For CO2 capture and storage to play a relevant role in the reduction of European emissions, activities need to be scaled up significantly from what we are doing today. This will require good estimates on how much CO2 can be practically and safely stored at each site. To minimize risk of leakage, it is also necessary to have a good understanding of the long-term fate of the injected CO2, thousands of years into the future.
Commonly used simulation tools today are of limited use to address these questions as they are primarily developed to meet the needs of the petroleum industry. Another challenge is the lack of measured data needed to calibrate and validate theoretical models. Approximately twenty years of measured data related to CO2 storage exists today, but this covers only a tiny fraction of the long-time perspective that needs to be considered.
In this project, these problems were addressed by developing specialized software for in-depth analysis of potential storage sites in terms of storage capacity, optimal use, and long-time containment. The methods used are based on mathematical formulations especially developed for modelling CO2-storage, and are therefore able to produce better and more rapid results than existing 3D-simulators. In particular, we have focused on methods which allow for efficient computation of parameter sensitivities. These methods are well suited for use in automatic simulation frameworks either for finding optimal site utilization or for integrating monitoring data. We have used the developed software to estimate maximal storage potential, identify optimal strategies for injection and to estimate model parameters from observed data.
The project was carried out in cooperation with a research group at the University of Texas, that has studied natural geological CO2 deposits for many years. The Bravo Dome in New Mexico is one such deposit, where CO2 of volcanic origin has been trapped underground for over a million years. This site is well known and has been studied for a long time, and very good and extensive measurements are available. Such natural CO2 deposits are (and will remain) the only direct sources of information about long-term geological storage of CO2. The software developed in this project has been used to try to understand the data acquired at Bravo Dome.
We put large effort into making the source code developed in this project well documented and usable for others. The code has been distributed as open source software under the GPL license as part of the Matlab Reservoir Simulation Toolbox (MRST)
1) Getting the CO2 specific simulation stage to a level where real aquifer complexities can be taken into account.
2) In practice show how simulation-based storage estimates can be achieved by novel work flows and communicated the need for such estimates for large scale utilization of CO2 storage.

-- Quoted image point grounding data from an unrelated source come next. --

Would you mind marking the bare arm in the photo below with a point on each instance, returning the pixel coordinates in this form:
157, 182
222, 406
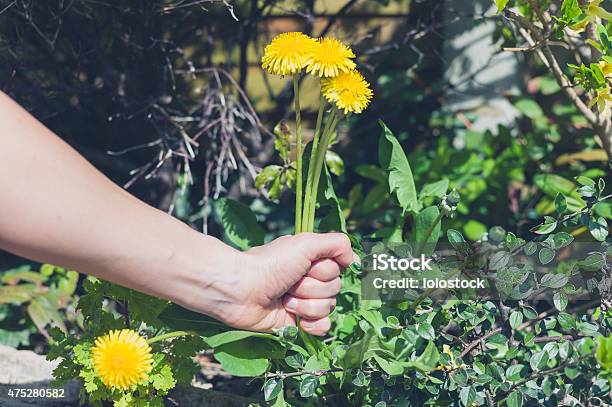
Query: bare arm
56, 207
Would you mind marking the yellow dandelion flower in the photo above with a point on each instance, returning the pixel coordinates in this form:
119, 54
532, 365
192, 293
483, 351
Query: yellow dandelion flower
349, 91
122, 359
287, 54
329, 57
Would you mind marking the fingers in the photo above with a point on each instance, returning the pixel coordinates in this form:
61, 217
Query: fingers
315, 308
324, 270
318, 327
309, 287
335, 246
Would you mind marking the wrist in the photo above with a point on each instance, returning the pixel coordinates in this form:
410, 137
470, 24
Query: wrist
209, 277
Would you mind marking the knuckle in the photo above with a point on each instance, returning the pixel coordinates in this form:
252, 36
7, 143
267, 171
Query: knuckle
345, 241
336, 285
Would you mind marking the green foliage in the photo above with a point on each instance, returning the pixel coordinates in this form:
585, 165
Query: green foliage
471, 351
43, 297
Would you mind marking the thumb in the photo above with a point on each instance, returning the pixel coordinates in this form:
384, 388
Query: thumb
336, 246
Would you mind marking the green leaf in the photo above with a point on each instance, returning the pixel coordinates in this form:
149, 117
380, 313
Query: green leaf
604, 353
334, 221
539, 360
566, 320
549, 225
240, 225
474, 229
391, 367
456, 240
560, 204
426, 331
14, 338
393, 160
428, 360
309, 386
501, 5
436, 189
423, 223
552, 184
515, 373
296, 361
356, 351
515, 399
560, 300
267, 175
272, 388
182, 319
248, 357
598, 228
43, 312
499, 260
530, 248
562, 239
516, 319
18, 294
334, 162
372, 172
593, 262
467, 395
546, 255
570, 10
233, 336
554, 280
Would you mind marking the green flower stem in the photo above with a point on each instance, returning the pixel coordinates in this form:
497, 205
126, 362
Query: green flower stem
428, 233
331, 124
298, 136
311, 165
169, 335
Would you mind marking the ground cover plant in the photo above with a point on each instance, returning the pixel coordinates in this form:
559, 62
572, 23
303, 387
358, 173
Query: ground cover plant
539, 336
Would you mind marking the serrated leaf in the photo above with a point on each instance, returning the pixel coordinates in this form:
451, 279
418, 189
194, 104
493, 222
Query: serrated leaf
393, 160
549, 226
598, 228
516, 319
240, 224
272, 388
530, 248
546, 255
560, 300
467, 395
514, 373
539, 360
554, 280
308, 386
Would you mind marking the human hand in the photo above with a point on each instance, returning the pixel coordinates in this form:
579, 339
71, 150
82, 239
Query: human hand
288, 277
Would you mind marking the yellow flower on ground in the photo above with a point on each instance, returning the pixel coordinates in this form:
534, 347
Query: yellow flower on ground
330, 57
593, 11
349, 91
287, 54
122, 359
602, 99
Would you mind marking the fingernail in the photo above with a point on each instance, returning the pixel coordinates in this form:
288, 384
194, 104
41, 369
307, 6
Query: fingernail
291, 304
307, 325
356, 264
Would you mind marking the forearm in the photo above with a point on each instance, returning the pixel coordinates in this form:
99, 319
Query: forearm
55, 207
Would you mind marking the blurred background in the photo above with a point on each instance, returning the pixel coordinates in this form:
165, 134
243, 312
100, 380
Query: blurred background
168, 99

3) Introducing adjoint-based sensitives for model matching and evaluation of monitoring strategies.
How to inject hundreds of megatonnes of CO2 in large saline aquifers is a key question if geological carbon storage is to mitigate climate changes. In the project, we will build a set of computational tools that can be used to study and optimize such operations. The project is a natural continuation of the CLIMIT projects MatMoRA, MatMoRA-II, IGEMS-CO2, and Numerical CO2 laboratory. Building on the accumulated knowledge and open-source software developed in these projects, we now take our research one step further to investigate the large-scale problem of CO2 storage in a socioeconomic perspective. To achieve this, we continue our philosophy of having a chain of modeling tools ranging from light-weight, approximate methods to advanced 3D modeling. In this multifaceted tool-chain, different types of approximations are made to address questions like: How much CO2 can be injected? Where does the CO2 go during the injection period? What is the large-scale pressure response? How much CO2 will leak? Where should injection hubs be placed to maximize utilization of pore space? And so on. In addition, we will use a natural CO2 field as an analogue to obtain new knowledge of processes relevant to long-term CO2 storage and to validate and verify our computational methods. This will be achieved through a close cooperation with Prof. Marc Hesse and the Geological Porous Media Group at The University of Texas at Austin.
In brief, the project will contribute new computational methods and workflows for evaluating large-scale CO2 storage potential in an aquifer-wide setting. Model parameters relevant to long-term storage will be obtain from a natural CO2 field. And last, but not least, the project will produce workflows and open-source, open-data tool-chains for evaluating large-scale storage scenarios particularly relevant to saline aquifers from the North Sea.